Union kicks off to a slow start
It was a second coming for the East African Community and after a 27-year lacuna, the 90 million citizens were quite forgiving of the accompanying chaos. A customs union was officially supposed to kick off on the 1st of January, but traders, to their disappointment, are finding that to be more of a rhetorical statement than reality.
Deciphering the official statements emanating from the three states, it is clear that the earliest traders can reap benefits of the changes, and elbow away decades-long contraband trade at the borders, is February.
It would appear that the governments of Uganda, Tanzania and Kenya were quicker with the ink than with their practical activity on the ground. And there are enough reasons why the ratification by the three heads of state—Ugandan president Yoweri Museveni, Benjamin Mkapa for Tanzania and the newest in the pack, Mwai Kibaki of Kenya—was not accompanied by duty-free concessions on the ground.
A major cause for the delay is wrangling over tax arrangements pertaining to importation of raw material and intermediate goods into the EAC, which has now adopted a common external tariff together with uniform intra-bloc trade taxes. Uganda, whose president shot his way into State House in 1986, is more inclined to liberal trade and concessions to its investors. But Kenya on one hand believes the goods in question are finished and not input material.
Indeed, Trade and Industry minister Dr Mukhisa Kituyi has vowed to protect local industries “tooth and nail” against an assault by Ugandan goods. The bottom line of the long-negotiated deal is that the trio accepted to zero-rate raw materials brought from outside East Africa, levy 10 per cent on intermediate goods and slap 25 per cent on finished goods.
But even on the eve of the customs union, officials were still haggling over Uganda’s request for exemption of some 184 items for industrial use. Consequently, the country was allowed its wish up to end of February, by which time a team of nine trade experts with the EAC would have made up their mind on the long-term arrangement.
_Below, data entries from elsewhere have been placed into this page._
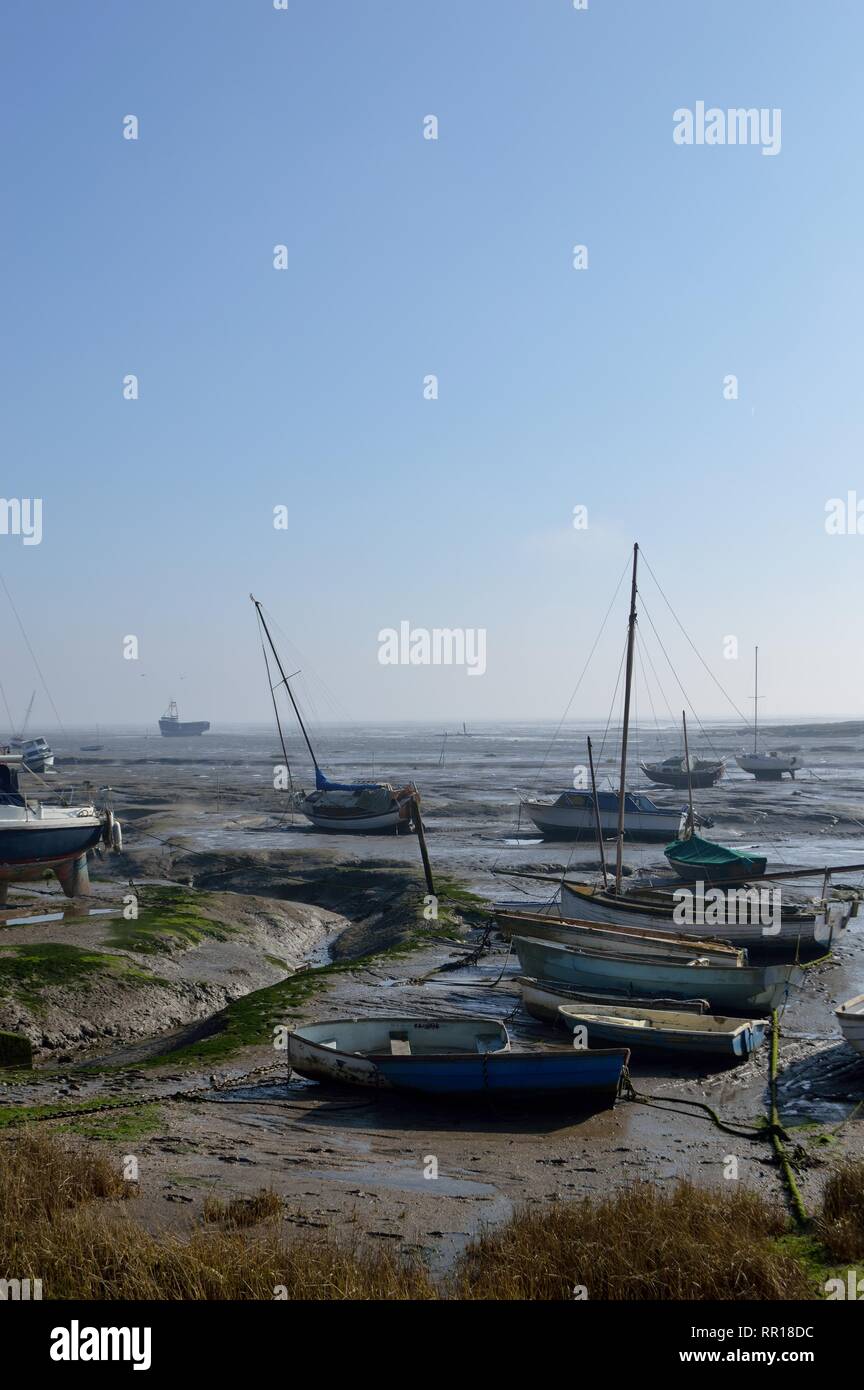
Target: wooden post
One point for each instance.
(686, 758)
(421, 837)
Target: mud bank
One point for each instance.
(89, 979)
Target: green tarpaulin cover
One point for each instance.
(696, 851)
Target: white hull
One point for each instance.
(667, 1030)
(810, 931)
(850, 1016)
(543, 1000)
(350, 824)
(578, 822)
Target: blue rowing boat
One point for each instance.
(729, 988)
(452, 1058)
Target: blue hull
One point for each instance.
(49, 845)
(525, 1076)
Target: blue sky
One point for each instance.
(406, 257)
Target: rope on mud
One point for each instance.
(629, 1093)
(777, 1133)
(771, 1130)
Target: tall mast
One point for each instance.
(311, 752)
(686, 755)
(756, 702)
(631, 635)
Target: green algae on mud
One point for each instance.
(27, 970)
(122, 1126)
(253, 1019)
(168, 918)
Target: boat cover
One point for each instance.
(696, 851)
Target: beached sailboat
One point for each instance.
(461, 1058)
(850, 1016)
(682, 772)
(350, 808)
(693, 858)
(666, 1030)
(171, 724)
(728, 987)
(578, 815)
(36, 754)
(766, 766)
(572, 816)
(654, 909)
(38, 836)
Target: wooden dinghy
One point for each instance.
(610, 936)
(727, 987)
(450, 1058)
(850, 1016)
(542, 1000)
(666, 1030)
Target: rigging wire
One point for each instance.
(11, 603)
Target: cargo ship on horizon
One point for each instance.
(170, 724)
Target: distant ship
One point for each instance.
(170, 724)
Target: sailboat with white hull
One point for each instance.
(38, 836)
(766, 766)
(579, 815)
(349, 808)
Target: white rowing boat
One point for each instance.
(666, 1030)
(850, 1016)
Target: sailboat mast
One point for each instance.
(631, 635)
(756, 704)
(311, 752)
(593, 788)
(686, 756)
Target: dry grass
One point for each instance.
(63, 1221)
(243, 1211)
(642, 1243)
(841, 1219)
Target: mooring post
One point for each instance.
(421, 837)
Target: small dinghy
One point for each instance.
(667, 1030)
(850, 1016)
(695, 859)
(454, 1058)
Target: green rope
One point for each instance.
(777, 1134)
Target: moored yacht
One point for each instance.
(38, 836)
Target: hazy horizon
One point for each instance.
(238, 255)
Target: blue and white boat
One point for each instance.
(572, 816)
(38, 836)
(664, 1030)
(450, 1058)
(727, 987)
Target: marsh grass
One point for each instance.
(841, 1218)
(643, 1241)
(63, 1219)
(243, 1211)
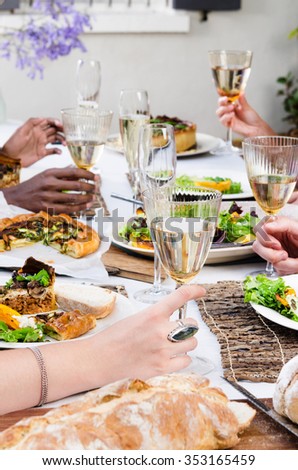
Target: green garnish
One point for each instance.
(42, 277)
(21, 335)
(272, 293)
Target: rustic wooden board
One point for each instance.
(263, 433)
(120, 263)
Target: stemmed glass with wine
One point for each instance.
(182, 224)
(272, 169)
(133, 113)
(86, 131)
(157, 168)
(230, 72)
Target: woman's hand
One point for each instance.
(277, 242)
(29, 141)
(242, 118)
(138, 347)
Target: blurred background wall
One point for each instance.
(172, 67)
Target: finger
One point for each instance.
(288, 266)
(269, 254)
(176, 299)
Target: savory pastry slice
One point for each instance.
(66, 325)
(30, 289)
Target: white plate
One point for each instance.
(234, 176)
(273, 315)
(123, 308)
(205, 143)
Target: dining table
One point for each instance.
(112, 168)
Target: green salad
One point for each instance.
(224, 185)
(272, 293)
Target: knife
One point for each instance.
(284, 422)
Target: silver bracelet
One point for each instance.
(43, 375)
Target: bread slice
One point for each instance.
(88, 299)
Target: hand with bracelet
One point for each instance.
(140, 346)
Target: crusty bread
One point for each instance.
(285, 398)
(169, 412)
(88, 299)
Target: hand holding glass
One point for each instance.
(272, 170)
(230, 72)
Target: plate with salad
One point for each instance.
(231, 185)
(233, 239)
(274, 299)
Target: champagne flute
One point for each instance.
(230, 72)
(133, 113)
(88, 81)
(86, 131)
(157, 168)
(182, 223)
(272, 170)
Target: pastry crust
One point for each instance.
(61, 232)
(67, 325)
(168, 412)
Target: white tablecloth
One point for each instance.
(112, 168)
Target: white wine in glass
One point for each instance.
(86, 131)
(183, 223)
(157, 162)
(133, 114)
(230, 73)
(272, 170)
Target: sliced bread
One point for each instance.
(88, 299)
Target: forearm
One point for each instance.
(69, 371)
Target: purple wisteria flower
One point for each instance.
(51, 34)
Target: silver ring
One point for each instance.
(182, 332)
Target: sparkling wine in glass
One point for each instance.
(88, 81)
(133, 114)
(157, 162)
(230, 73)
(272, 170)
(86, 131)
(182, 223)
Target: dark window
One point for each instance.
(9, 4)
(207, 5)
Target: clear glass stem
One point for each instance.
(157, 273)
(229, 137)
(181, 310)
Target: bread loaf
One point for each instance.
(88, 299)
(166, 412)
(285, 398)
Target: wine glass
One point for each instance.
(133, 113)
(182, 224)
(157, 168)
(230, 72)
(272, 169)
(88, 80)
(86, 131)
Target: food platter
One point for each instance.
(205, 143)
(235, 176)
(123, 308)
(273, 315)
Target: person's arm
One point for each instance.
(242, 118)
(28, 143)
(277, 242)
(136, 347)
(46, 191)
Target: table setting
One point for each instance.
(240, 342)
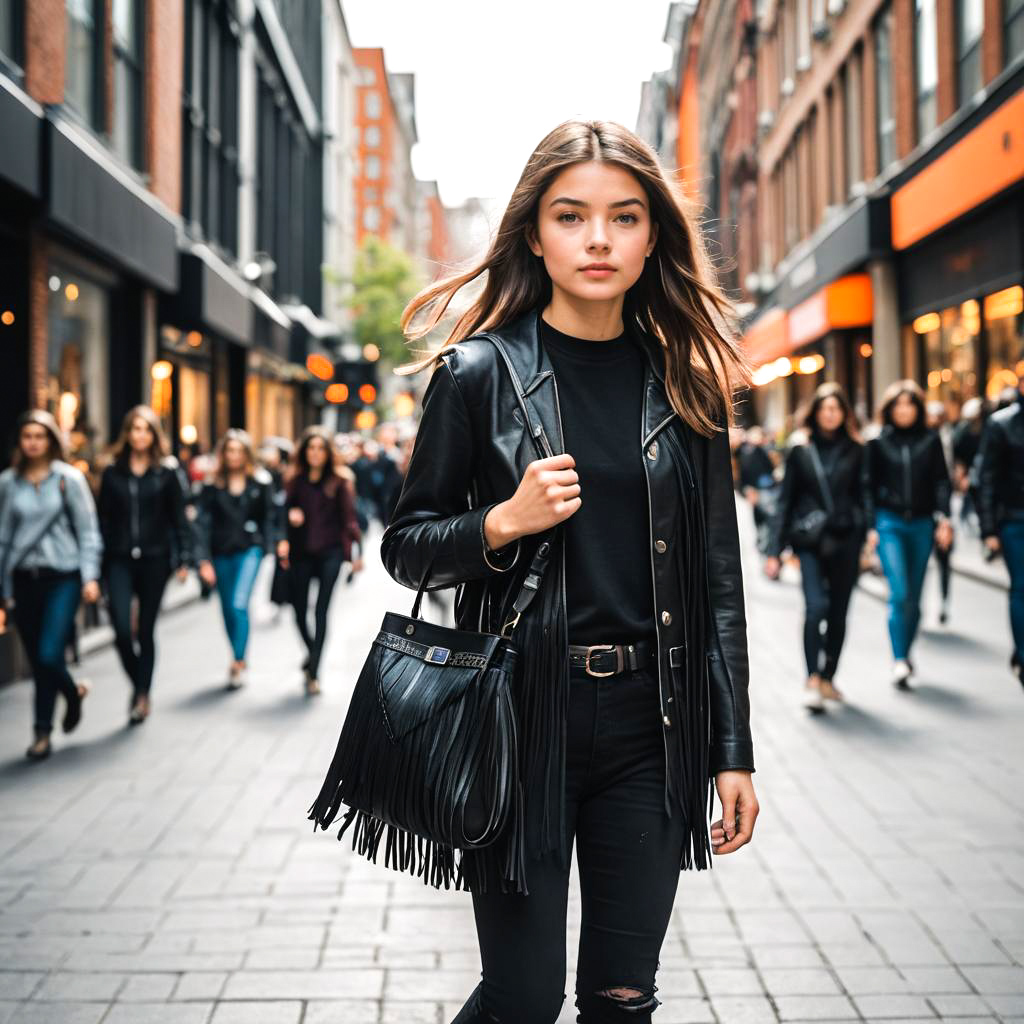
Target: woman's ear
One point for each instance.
(532, 241)
(653, 238)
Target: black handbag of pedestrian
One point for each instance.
(808, 531)
(427, 758)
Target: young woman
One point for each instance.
(823, 479)
(907, 491)
(49, 560)
(631, 692)
(322, 526)
(145, 538)
(237, 524)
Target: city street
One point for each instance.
(167, 875)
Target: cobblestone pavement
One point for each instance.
(167, 875)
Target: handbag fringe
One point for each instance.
(416, 779)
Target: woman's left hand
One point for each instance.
(739, 811)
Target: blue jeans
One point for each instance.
(236, 579)
(1012, 539)
(44, 613)
(904, 547)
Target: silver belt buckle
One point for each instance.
(590, 650)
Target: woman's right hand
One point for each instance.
(548, 494)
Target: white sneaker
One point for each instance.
(812, 698)
(901, 674)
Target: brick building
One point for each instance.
(891, 163)
(161, 208)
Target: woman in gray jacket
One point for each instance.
(49, 560)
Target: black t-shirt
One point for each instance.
(608, 585)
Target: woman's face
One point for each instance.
(904, 412)
(316, 453)
(235, 456)
(140, 436)
(829, 415)
(594, 231)
(34, 441)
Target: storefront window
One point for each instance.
(1004, 312)
(77, 378)
(951, 350)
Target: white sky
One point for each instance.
(493, 77)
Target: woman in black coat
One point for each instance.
(145, 539)
(820, 515)
(585, 392)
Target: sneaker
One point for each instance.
(901, 674)
(812, 698)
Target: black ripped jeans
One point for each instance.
(628, 852)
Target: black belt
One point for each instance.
(609, 659)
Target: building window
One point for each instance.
(128, 80)
(210, 123)
(11, 34)
(82, 71)
(970, 24)
(1013, 32)
(851, 88)
(886, 114)
(926, 65)
(78, 360)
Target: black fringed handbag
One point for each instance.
(427, 758)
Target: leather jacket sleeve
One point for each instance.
(728, 667)
(434, 525)
(990, 462)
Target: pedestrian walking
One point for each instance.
(821, 517)
(49, 561)
(907, 491)
(322, 527)
(938, 421)
(596, 407)
(237, 523)
(146, 537)
(1000, 508)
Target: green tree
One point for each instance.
(384, 280)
Kenyan officials ran hot foot from EAC headquarters of Arusha from negotiating the compromise that saved officials of the three major blushes on the day of commencement. Kenya whose main export market is Uganda has no bargaining power when it comes to offering concessions to the country; it exports 20 times more what Uganda does to it, with goods from Kenya dominated by lucrative manufactures while Uganda sells it food stuff.
Kenyan industrialists will still have to pay duty of 10 per cent for entering the two economies which they dominate, even as the duo swamp the domestic market with their duty-free goods. This would, however, only last up to the next five years. Some 21 per cent of Kenya’s industrial exports to the two, accounting for combined 1283 tariffs, are affected in the preferential trade bloc.
But what has been bothering the officialdom more in all three countries is the likely haemorrhage in revenues. It is estimated for example that Kenya could forfeit up to Sh30 billion ($375 million) in customs losses, according to the respected quasi-public think-tank, Kenya Institute of Public Policy Research and Analysis (Kippra), a figure that amounts to about an eighth of the total Kenya Revenue Authority collection. KRA in the medium term owing to its improved collection may not feel the pinch much, but the Kenya government still grappling with an Sh57 billion ($713 million) and failed attempts to borrow Sh22 billion ($275 million) from the domestic market might.
Luckily, IMF has just resumed funding which should open taps to other donor resources. Tanzania and Uganda, which have had warm relations with donors for over one decade now, may have a smoother sailing.
That the maximum external tariff at the border is set at 25 per cent is set to make imports of over one third of Tanzania and Kenyan goods cheaper—never mind the fact that volumes may not compensate for customs loss.
What is happening at the common borders right now maybe not of much concern to the bureaucrats. But the fact that the three countries maintain varied trading and economic allegiances is. Tanzania is the major odd man out being a member of the South African Development Community (Sadc) and EAC. But Uganda and Kenya at the same time maintain membership of Common Market for Eastern and Southern Africa (Comesa) where Kenya exports 40 per cent of its total exports.
What this means is that all the countries are exposing themselves to influx of transshipped goods from as far as Cairo and Durban. East African Legislative Council has warned of the possible consequence, as have several expert bodies.
Transshipment is already an issue with the African Growth and Opportunity Act (Agoa) of which the three are beneficiaries. The countries to be wary of in this regard are South Africa (Sadc) and Egypt, Comesa) both exposed to global trade at a more advanced level and with own domestic industrial base.
Whatever the teething problems, it will be a big triumph for the former British colonies, flaunting a $27.5 billion GDP, who kicked off the process on November 30, 1999, with the treaty establishing EAC. However, it will be recalled that under the old EAC, which collapsed in 1977 under the weight of petty ideological differences, the three countries had made bigger strides and were headed for a political union. This time round though, the emphasis is on economics. And foreign investors are now presented with a more credible market.